The report focuses on the production and processing of nine core agriculture products. This includes four key crops on The Green Alternative list above – rice, tomato, chicken (poultry) and oil palm, as well as five other products – chicken eggs, fruit juice, mixed nuts (cashew and peanuts), cassava and organic fertilisers. The depth of research needed to cover all key crops listed in the green alternative necessitated a selection of key crops to be addressed.
Statistics from the Food and Agriculture Organisation of the United Nations (FAO) on Nigeria’s 2014 production, yield and area harvested for rice, tomato, fruit, cashew and groundnuts, as well as chicken stocks, show Nigeria’s performance in the given year.
Comparing selective sections of Nigeria’s 2014 agriculture performance with the statistics given for Western Africa below, Nigeria’s opportunities and capabilities in agriculture arguably are evident. For instance, Nigeria produced 2.1 million tonnes of tomatoes of the 3.5 million tonnes aggregate production for Western Africa.

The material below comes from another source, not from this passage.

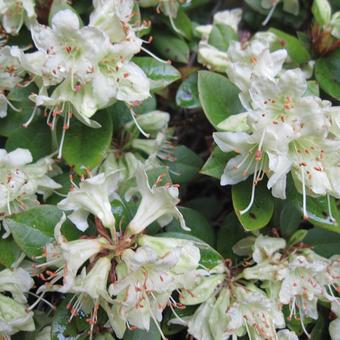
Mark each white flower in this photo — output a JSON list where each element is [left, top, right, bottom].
[[261, 0, 300, 25], [0, 294, 35, 339], [277, 329, 299, 340], [35, 214, 108, 293], [329, 302, 340, 340], [0, 148, 61, 216], [0, 0, 36, 35], [89, 0, 141, 45], [214, 8, 242, 32], [58, 172, 119, 231], [0, 46, 25, 118], [0, 268, 34, 304], [253, 235, 286, 263], [127, 168, 188, 235], [93, 42, 150, 105], [277, 250, 328, 335], [225, 284, 285, 339], [227, 32, 287, 92], [330, 11, 340, 39], [197, 41, 229, 72], [31, 9, 106, 89]]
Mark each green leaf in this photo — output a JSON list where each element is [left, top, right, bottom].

The Green Alternative, FAO statistics and regional comparisons highlight the opportunities prevalent in Nigeria’s agribusiness sector. Focusing on the selected agricultural products in this report, there are investment opportunities for local production and strengthening processing capacities. This is more so considering the foreign exchange restrictions on the importation of rice, tomatoes, eggs, crude palm oil and poultry. The abundance of fruits, cashew and groundnuts, as well as the large consumer market, are also attractive for investors. Investors will be able to provide Nigeria with efficient productivity methods and value additions through processing, capable of taking Nigeria’s agribusiness to higher levels of growth and profitability.